Aquele
dia
Fernando Braga
Ricardo tinha 13 anos e
estudava em São Paulo, em colégio interno. Vinha para sua cidade no interior, apenas
nos períodos de férias. Sempre acompanhava seu pai quando ia à fazenda,
localizada a 15 quilômetros. Levantavam cedo, tomavam um café com pão e
manteiga, pegavam o Fordinho 29 e saiam, pegando uma estrada vicinal estreita e
com muitos buracos. Esta era a rotina três vezes por semana. Ricardo gostava
muito, primeiro por fazer companhia a seu pai, depois para andar a cavalo, caçar
passarinhos com estilingue, mas o que adorava era quando seu pai deixava-o
guiar o fordéco na volta.

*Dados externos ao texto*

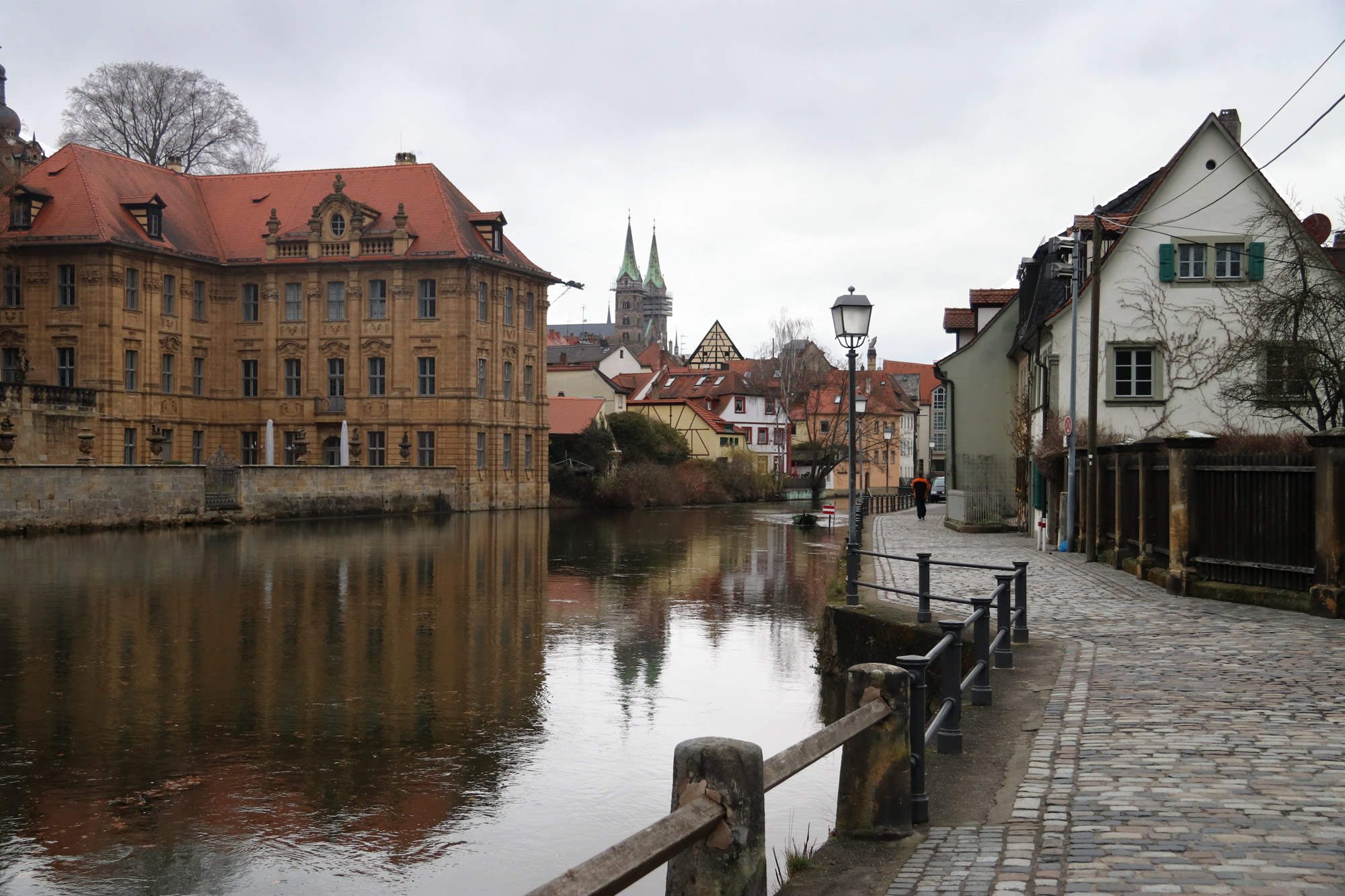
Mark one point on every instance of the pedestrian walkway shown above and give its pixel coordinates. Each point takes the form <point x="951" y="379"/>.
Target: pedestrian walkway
<point x="1188" y="745"/>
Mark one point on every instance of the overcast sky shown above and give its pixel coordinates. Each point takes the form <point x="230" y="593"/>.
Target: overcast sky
<point x="786" y="150"/>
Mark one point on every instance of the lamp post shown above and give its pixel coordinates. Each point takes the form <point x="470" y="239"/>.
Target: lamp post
<point x="851" y="319"/>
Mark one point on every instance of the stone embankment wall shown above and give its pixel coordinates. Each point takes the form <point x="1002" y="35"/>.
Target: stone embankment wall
<point x="50" y="497"/>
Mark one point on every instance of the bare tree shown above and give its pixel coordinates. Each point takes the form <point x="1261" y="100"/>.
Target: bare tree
<point x="1292" y="329"/>
<point x="151" y="112"/>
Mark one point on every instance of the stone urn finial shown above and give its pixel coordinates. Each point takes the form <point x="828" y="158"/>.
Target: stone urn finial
<point x="6" y="442"/>
<point x="85" y="438"/>
<point x="157" y="444"/>
<point x="301" y="447"/>
<point x="356" y="447"/>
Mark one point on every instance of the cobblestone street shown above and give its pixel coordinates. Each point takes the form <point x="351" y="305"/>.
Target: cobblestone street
<point x="1190" y="745"/>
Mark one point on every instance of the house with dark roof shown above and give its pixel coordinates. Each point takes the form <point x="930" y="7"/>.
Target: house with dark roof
<point x="176" y="314"/>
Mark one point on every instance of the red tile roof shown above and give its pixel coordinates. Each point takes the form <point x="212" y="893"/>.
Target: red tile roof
<point x="992" y="296"/>
<point x="960" y="319"/>
<point x="224" y="217"/>
<point x="929" y="382"/>
<point x="571" y="416"/>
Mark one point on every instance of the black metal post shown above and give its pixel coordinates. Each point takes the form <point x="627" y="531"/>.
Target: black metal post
<point x="981" y="693"/>
<point x="923" y="612"/>
<point x="1004" y="653"/>
<point x="1020" y="595"/>
<point x="852" y="572"/>
<point x="950" y="732"/>
<point x="918" y="667"/>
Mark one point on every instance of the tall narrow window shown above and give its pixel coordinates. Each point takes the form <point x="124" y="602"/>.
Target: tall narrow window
<point x="65" y="286"/>
<point x="379" y="376"/>
<point x="377" y="448"/>
<point x="336" y="302"/>
<point x="294" y="302"/>
<point x="65" y="366"/>
<point x="427" y="304"/>
<point x="426" y="380"/>
<point x="336" y="377"/>
<point x="424" y="450"/>
<point x="379" y="299"/>
<point x="13" y="291"/>
<point x="294" y="381"/>
<point x="132" y="290"/>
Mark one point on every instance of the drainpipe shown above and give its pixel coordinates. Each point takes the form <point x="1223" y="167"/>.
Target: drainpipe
<point x="952" y="474"/>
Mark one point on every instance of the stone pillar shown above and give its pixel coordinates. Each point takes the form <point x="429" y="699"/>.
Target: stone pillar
<point x="732" y="860"/>
<point x="1183" y="536"/>
<point x="1328" y="594"/>
<point x="874" y="799"/>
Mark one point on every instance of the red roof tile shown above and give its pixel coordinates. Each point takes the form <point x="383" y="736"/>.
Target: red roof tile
<point x="571" y="416"/>
<point x="224" y="217"/>
<point x="992" y="296"/>
<point x="960" y="319"/>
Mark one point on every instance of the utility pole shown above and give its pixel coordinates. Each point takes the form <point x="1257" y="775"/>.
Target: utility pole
<point x="1094" y="310"/>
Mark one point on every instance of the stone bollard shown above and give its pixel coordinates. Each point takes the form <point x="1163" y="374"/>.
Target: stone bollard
<point x="874" y="799"/>
<point x="732" y="860"/>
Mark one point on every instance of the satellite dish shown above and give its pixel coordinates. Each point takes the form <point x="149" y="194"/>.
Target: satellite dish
<point x="1319" y="227"/>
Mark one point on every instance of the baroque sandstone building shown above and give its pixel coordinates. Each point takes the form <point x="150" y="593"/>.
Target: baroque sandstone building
<point x="181" y="311"/>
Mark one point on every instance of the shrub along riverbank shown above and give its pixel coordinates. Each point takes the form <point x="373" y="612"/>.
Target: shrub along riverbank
<point x="656" y="469"/>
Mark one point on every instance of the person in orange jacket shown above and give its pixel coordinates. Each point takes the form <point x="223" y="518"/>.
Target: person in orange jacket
<point x="921" y="489"/>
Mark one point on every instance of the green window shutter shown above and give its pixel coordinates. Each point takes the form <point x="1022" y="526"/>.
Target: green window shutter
<point x="1167" y="263"/>
<point x="1257" y="261"/>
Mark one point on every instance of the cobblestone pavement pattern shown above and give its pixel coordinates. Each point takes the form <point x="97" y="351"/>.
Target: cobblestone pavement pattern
<point x="1188" y="745"/>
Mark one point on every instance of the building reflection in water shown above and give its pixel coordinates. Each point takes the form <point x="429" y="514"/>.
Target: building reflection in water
<point x="341" y="698"/>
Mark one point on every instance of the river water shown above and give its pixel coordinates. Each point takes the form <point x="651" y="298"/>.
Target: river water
<point x="461" y="704"/>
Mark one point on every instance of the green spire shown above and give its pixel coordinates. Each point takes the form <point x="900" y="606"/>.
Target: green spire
<point x="656" y="278"/>
<point x="629" y="267"/>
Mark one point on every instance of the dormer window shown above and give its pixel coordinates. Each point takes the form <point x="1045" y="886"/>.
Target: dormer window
<point x="149" y="212"/>
<point x="490" y="227"/>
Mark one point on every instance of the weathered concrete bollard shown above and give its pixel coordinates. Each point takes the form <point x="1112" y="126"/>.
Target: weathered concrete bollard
<point x="732" y="860"/>
<point x="874" y="801"/>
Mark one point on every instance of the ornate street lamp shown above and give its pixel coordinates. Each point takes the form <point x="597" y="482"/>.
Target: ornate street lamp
<point x="851" y="319"/>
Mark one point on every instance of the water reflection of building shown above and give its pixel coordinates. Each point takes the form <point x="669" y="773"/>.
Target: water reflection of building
<point x="365" y="678"/>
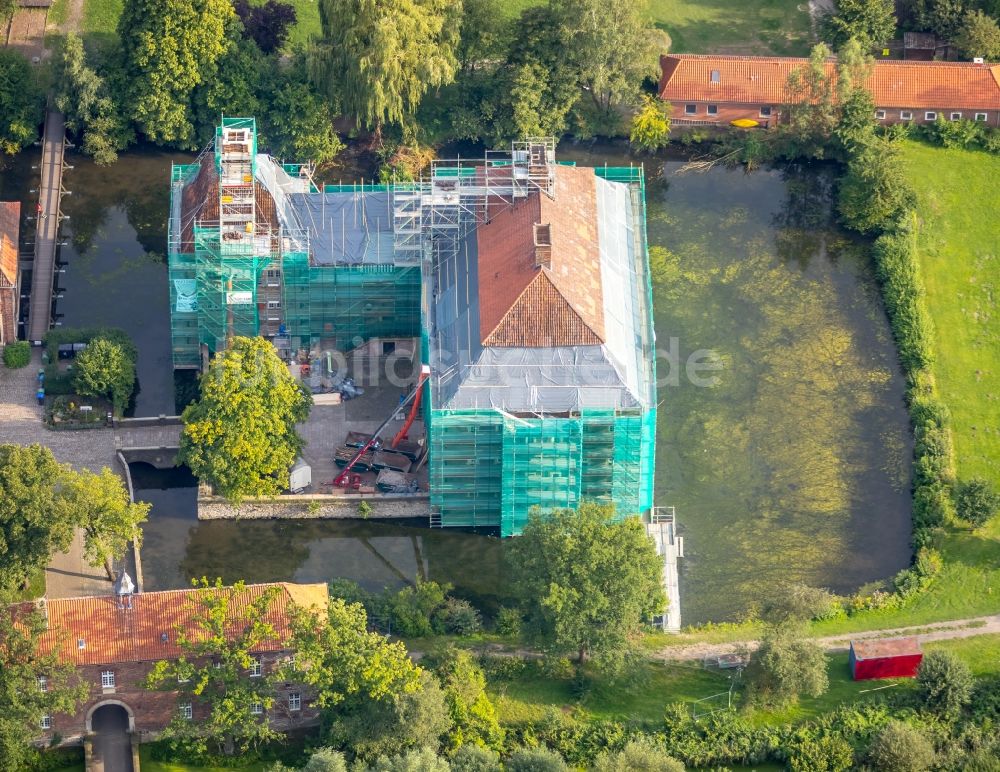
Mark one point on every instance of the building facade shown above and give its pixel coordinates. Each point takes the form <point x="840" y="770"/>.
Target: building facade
<point x="526" y="280"/>
<point x="717" y="90"/>
<point x="115" y="642"/>
<point x="10" y="213"/>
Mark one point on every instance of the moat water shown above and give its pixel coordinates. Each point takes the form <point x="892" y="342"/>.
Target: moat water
<point x="793" y="466"/>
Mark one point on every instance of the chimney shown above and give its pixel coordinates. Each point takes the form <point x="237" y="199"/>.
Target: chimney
<point x="543" y="245"/>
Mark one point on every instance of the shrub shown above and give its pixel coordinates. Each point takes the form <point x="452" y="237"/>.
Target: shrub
<point x="944" y="683"/>
<point x="977" y="502"/>
<point x="458" y="617"/>
<point x="17" y="354"/>
<point x="901" y="748"/>
<point x="535" y="760"/>
<point x="508" y="621"/>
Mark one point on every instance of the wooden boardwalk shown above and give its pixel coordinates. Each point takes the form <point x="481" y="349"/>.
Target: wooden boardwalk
<point x="47" y="234"/>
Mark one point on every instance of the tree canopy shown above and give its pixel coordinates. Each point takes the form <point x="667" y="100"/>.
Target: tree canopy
<point x="586" y="581"/>
<point x="169" y="48"/>
<point x="34" y="518"/>
<point x="106" y="368"/>
<point x="378" y="59"/>
<point x="240" y="436"/>
<point x="110" y="520"/>
<point x="214" y="673"/>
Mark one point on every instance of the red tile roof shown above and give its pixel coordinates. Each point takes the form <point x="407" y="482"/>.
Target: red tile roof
<point x="548" y="296"/>
<point x="886" y="647"/>
<point x="762" y="80"/>
<point x="113" y="634"/>
<point x="10" y="215"/>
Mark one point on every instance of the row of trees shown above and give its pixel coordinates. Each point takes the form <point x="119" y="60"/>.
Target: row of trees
<point x="970" y="25"/>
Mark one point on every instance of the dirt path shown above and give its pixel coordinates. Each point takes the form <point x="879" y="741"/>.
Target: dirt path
<point x="937" y="631"/>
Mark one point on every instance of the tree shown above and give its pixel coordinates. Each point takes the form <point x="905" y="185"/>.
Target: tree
<point x="34" y="521"/>
<point x="977" y="502"/>
<point x="268" y="24"/>
<point x="812" y="110"/>
<point x="379" y="59"/>
<point x="21" y="102"/>
<point x="85" y="99"/>
<point x="640" y="755"/>
<point x="109" y="518"/>
<point x="214" y="671"/>
<point x="415" y="760"/>
<point x="874" y="191"/>
<point x="473" y="716"/>
<point x="944" y="683"/>
<point x="651" y="124"/>
<point x="612" y="49"/>
<point x="106" y="368"/>
<point x="979" y="35"/>
<point x="240" y="435"/>
<point x="169" y="48"/>
<point x="539" y="759"/>
<point x="901" y="748"/>
<point x="22" y="665"/>
<point x="870" y="22"/>
<point x="586" y="583"/>
<point x="785" y="666"/>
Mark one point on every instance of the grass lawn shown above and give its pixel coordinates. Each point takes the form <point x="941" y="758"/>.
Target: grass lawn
<point x="726" y="26"/>
<point x="149" y="765"/>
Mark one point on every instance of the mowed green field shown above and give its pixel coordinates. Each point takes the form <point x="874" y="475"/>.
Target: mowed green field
<point x="695" y="26"/>
<point x="758" y="27"/>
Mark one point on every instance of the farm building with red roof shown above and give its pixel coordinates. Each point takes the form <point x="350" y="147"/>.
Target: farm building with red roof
<point x="115" y="641"/>
<point x="715" y="90"/>
<point x="885" y="658"/>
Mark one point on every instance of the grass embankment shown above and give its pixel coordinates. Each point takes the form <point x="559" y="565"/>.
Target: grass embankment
<point x="780" y="27"/>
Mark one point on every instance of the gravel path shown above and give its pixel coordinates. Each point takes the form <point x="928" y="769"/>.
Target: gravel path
<point x="936" y="631"/>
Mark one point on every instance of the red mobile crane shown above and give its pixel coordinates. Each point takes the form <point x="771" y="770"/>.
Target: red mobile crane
<point x="342" y="479"/>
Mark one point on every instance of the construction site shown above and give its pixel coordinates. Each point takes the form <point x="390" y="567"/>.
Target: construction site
<point x="482" y="336"/>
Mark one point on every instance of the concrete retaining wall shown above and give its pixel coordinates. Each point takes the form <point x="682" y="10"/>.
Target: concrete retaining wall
<point x="327" y="507"/>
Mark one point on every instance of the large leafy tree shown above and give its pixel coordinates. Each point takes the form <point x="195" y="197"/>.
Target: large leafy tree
<point x="586" y="582"/>
<point x="786" y="665"/>
<point x="170" y="48"/>
<point x="34" y="518"/>
<point x="870" y="22"/>
<point x="24" y="700"/>
<point x="106" y="368"/>
<point x="240" y="436"/>
<point x="378" y="58"/>
<point x="219" y="643"/>
<point x="85" y="99"/>
<point x="21" y="102"/>
<point x="109" y="518"/>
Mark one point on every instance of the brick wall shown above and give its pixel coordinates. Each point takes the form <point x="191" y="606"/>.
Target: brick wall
<point x="153" y="710"/>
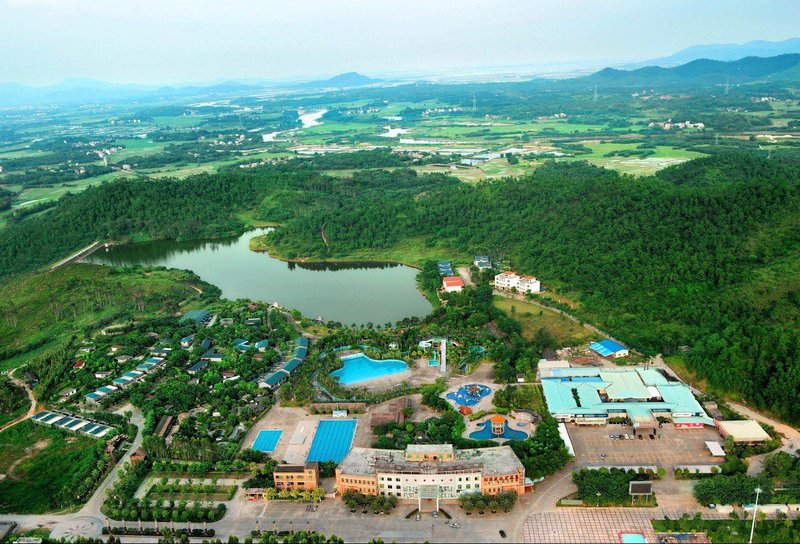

Aprendera a
ligar o carro, usar o desembreio e o breque, mudar o câmbio e manusear a direção,
que era bastante dura. Quando era permitido que guiasse, sentia-se grande, importante,
já um homem!
Um dia, na volta seu pai
disse estar com muita pressa, pois tinha compromissos à tarde e que ela não
iria guiar. Ricardo ficou bravo com o pai, mas aceitou. Quando tomaram a
estrada ele dirigiu-se ao pai e perguntou:
— Porque o senhor não me
deixa guiar agora, que a estrada está tão boa?
Seu pai parou o carro, e
consentiu:
— Pode vir!
Ele abriu a porta, deu a
volta e tomou a direção. Desembreou, passou à primeira, mas ao sair o carro deu
um solavanco e afogou. Ligou-o e novamente ao sair, o carro deu um salto para frente e morreu. Nesta hora recebeu um sopapo
do pai:
— Você é um barbeiro! Pode
vir para cá.
Ricardo, na hora, começou
a chorar de raiva, abriu a porta e saiu correndo, entrando no meio de um
cafezal. Correu uns 300 metros e não atendia ao seu pai, que gritava que
voltasse. Quando parou, olhou para ver se seu pai o estava seguindo, e nada. Resolveu
voltar, mas quando olhou para o lado, deparou com um corpo caído, embaixo de um
pé de café. Ficou apavorado e disparou de volta. Seu pai estava esperando, com
a cinta na mão:
— Eu já ia te buscar e
você ia levar uma sova se...
—Espera aí pai! Tem um
homem morto debaixo do pé de café!
— O que? Você está
brincando!
—Não pai, é verdade, te
juro.
Ambos voltaram pelo
carreador e lá estava o coitado, um moço caído, agora, respirando forte e já se
movimentando. Aproximaram-se dele, viraram seu corpo, ele abriu os olhos
avermelhados e tinha sangue na língua, mordida.
— O que houve?
— Eu não sei, mas, às
vezes tenho isto.
— Onde você mora?
— Moro aqui, na fazenda do
seu Haddad.
Ah, você é colono do Haddad?
Vamos tentar levá-lo até a sede.
— Não precisa, daqui a pouco vou estar bom e posso ir caminhando.
— Não senhor, nós vamos
levá-lo, venha.
Foram até o carro, ele
ainda grogue, pegaram a estrada e logo após entrarem em uma porteira viram a
bela sede da fazenda. Lá chegando, logo foram atendidos pelo administrador.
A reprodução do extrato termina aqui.